We recognize that this decision restricts the availability of the special board machinery, but can only note that this result is compelled by the language of the statute and supported by pursuasive reasoning. Cf. Brotherhood of Locomotive Engineers v. Denver & R. G. W. R. Co., 290 F.Supp. 612, 620 (D. Colo.1968), aff’d 411 F.2d 1115 (10th Cir. 1969). A carrier may not invoke the special board machinery against an individual employee not represented by a union any more than the latter may invoke the law against the former. Compare, id., 411 F.2d at 1118. Nor can a carrier avoid this predicament by making requests upon union representatives whose interests are not in accord with those of the allegedly aggrieved employee. Had Section 153, Second contained language to the effect that a request for a special board may be made upon or by a representative of any employee as well as of any craft or class of employees, a different result would obtain. Of course, that language is not in the act and neither this nor any other court may put it there. At various points in the Congressional review of this procedure, reference is made to the “employee representative.” 1966 U.S. Code Cong. & Admin.News, 89th Cong. 2d Sess., at 2285, 2287, 2289. Yet, even this, without more, would not be enough to justify reading into the statute something which is not there. For that matter, the literal reading was also embraced in Congress, with references made to “a representative of * * * labor.” Id. at 2289.

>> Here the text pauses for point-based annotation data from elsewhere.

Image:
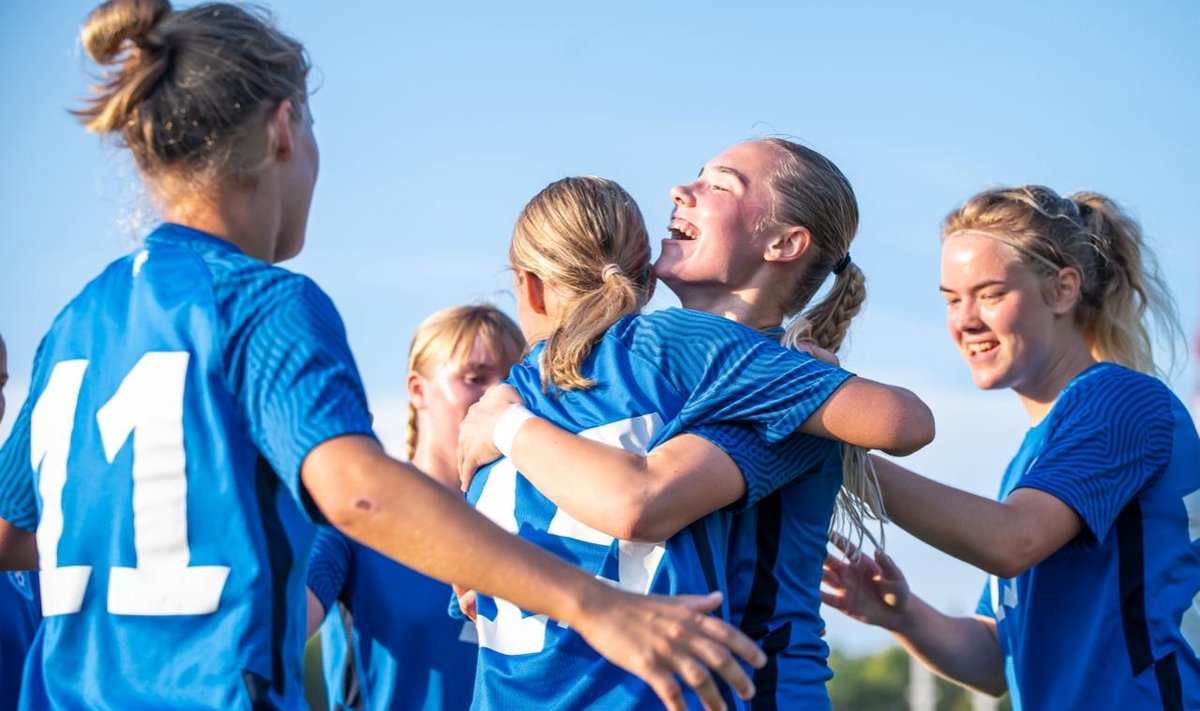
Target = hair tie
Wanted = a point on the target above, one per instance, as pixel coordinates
(841, 264)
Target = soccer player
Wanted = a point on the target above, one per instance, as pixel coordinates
(193, 396)
(581, 258)
(401, 650)
(753, 238)
(1092, 547)
(18, 602)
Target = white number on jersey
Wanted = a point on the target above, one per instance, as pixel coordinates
(511, 632)
(149, 406)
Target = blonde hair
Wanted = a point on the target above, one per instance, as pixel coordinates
(809, 191)
(585, 238)
(1121, 286)
(189, 91)
(449, 334)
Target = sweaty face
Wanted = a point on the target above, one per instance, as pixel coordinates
(448, 389)
(996, 312)
(712, 239)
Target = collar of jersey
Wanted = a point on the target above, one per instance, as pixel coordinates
(175, 233)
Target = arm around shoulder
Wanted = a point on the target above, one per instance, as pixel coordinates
(876, 416)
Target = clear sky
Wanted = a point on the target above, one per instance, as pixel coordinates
(438, 120)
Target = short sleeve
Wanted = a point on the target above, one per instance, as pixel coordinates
(735, 374)
(18, 499)
(984, 608)
(1110, 435)
(329, 565)
(18, 503)
(293, 375)
(766, 467)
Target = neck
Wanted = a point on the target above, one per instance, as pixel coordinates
(1038, 398)
(750, 306)
(241, 216)
(439, 465)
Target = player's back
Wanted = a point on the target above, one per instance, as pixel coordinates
(166, 567)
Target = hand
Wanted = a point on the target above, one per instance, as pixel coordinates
(658, 638)
(871, 591)
(475, 446)
(466, 601)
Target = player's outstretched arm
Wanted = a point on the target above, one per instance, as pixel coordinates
(1001, 537)
(397, 511)
(619, 493)
(18, 548)
(876, 416)
(873, 590)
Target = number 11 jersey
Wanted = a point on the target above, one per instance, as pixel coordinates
(159, 458)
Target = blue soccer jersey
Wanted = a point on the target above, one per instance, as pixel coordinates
(159, 459)
(654, 380)
(19, 615)
(1110, 620)
(402, 652)
(775, 559)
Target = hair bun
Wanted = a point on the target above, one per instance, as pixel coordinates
(114, 22)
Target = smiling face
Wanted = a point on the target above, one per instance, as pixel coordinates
(997, 314)
(713, 238)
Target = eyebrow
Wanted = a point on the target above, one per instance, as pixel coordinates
(976, 287)
(727, 171)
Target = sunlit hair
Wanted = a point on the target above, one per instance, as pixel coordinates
(190, 91)
(448, 336)
(809, 191)
(1122, 291)
(587, 242)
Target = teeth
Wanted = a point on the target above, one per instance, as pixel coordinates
(681, 229)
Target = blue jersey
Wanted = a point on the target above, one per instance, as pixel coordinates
(654, 378)
(401, 651)
(1109, 620)
(159, 459)
(19, 616)
(775, 559)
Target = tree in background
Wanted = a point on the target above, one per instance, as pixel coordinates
(880, 682)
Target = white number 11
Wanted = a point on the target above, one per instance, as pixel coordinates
(148, 405)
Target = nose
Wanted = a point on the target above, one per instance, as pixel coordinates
(682, 195)
(965, 316)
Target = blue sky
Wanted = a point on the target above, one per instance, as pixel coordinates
(437, 121)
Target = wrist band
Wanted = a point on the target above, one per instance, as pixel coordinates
(507, 426)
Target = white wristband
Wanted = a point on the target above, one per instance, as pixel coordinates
(507, 426)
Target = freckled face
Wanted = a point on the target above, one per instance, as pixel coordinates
(996, 312)
(713, 227)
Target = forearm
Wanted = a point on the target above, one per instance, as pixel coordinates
(997, 537)
(405, 515)
(960, 649)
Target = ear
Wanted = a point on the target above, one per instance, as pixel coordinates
(281, 125)
(534, 291)
(1066, 291)
(789, 245)
(415, 384)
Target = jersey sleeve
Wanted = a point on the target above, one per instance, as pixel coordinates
(1111, 436)
(18, 499)
(766, 467)
(18, 503)
(293, 375)
(984, 608)
(329, 565)
(735, 374)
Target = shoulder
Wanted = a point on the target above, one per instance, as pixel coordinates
(1113, 390)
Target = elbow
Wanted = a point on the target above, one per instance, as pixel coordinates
(915, 426)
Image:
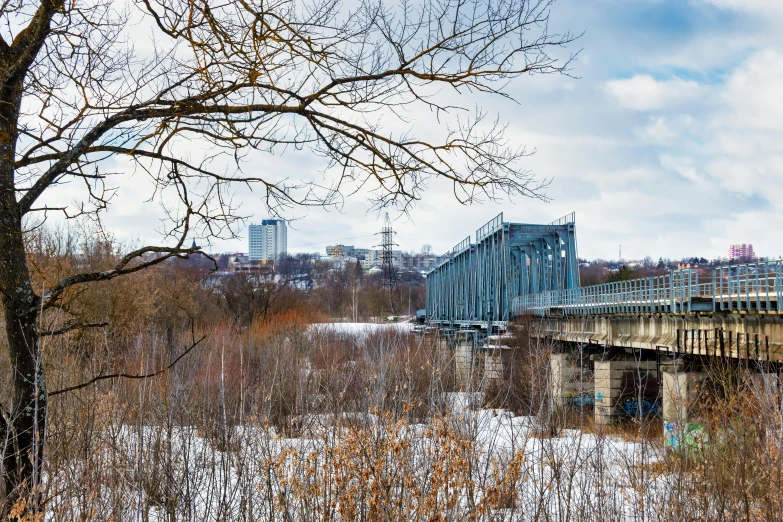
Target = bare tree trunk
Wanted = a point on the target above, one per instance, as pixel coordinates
(24, 420)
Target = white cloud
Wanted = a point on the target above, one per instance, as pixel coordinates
(644, 93)
(754, 91)
(751, 6)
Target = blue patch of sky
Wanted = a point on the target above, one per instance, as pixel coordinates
(648, 28)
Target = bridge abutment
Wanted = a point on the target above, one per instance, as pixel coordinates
(618, 380)
(682, 389)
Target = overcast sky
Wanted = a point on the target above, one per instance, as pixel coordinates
(667, 142)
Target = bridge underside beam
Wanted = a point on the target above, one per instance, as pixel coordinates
(744, 336)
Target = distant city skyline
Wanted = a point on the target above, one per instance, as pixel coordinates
(667, 144)
(267, 241)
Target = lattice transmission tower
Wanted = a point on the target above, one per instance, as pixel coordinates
(387, 254)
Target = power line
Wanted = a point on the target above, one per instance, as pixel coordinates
(332, 241)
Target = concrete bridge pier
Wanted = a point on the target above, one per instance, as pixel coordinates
(619, 379)
(682, 389)
(571, 379)
(465, 358)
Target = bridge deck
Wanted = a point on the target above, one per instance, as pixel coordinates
(756, 287)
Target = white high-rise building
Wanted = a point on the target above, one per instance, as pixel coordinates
(269, 240)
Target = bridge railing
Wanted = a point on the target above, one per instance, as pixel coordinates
(756, 286)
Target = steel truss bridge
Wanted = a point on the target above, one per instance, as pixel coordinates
(514, 269)
(478, 281)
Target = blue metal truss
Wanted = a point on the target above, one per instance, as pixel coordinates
(476, 283)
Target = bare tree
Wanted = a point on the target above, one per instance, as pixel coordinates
(157, 82)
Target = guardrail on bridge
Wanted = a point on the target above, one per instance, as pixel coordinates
(749, 287)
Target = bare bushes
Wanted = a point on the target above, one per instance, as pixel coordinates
(733, 469)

*422It is clear that this decision is contrary to a Congressional policy concerning the quick resolution of railroad labor disputes. As stated in the Senate Report on this aspect of the railway labor act,
“(t)he principle purpose of the bill is to eliminate the large backlog of undecided claims of railroad employees pending before the National Railroad Adjustment Board * * Id. at 2285. See also Cong.Rec. (House-February 9, 1966; Senate — -June 7, 1966), attached as Appendixes IV & V to Plaintiff’s Memorandum in Support of Motion for Summary Judgment.
This inconsistency, however, is the fault of Congress. It alone has the power and prerogative to expand the review jurisdiction of a special adjustment board or to reconstitute the NRAB so that the latter can function normally.
As much as we dislike leaving the merits of this case unresolved, we are helpless to do otherwise. Plaintiff’s motion for summary judgment is denied. Defendants’ motion for summary judgment is granted.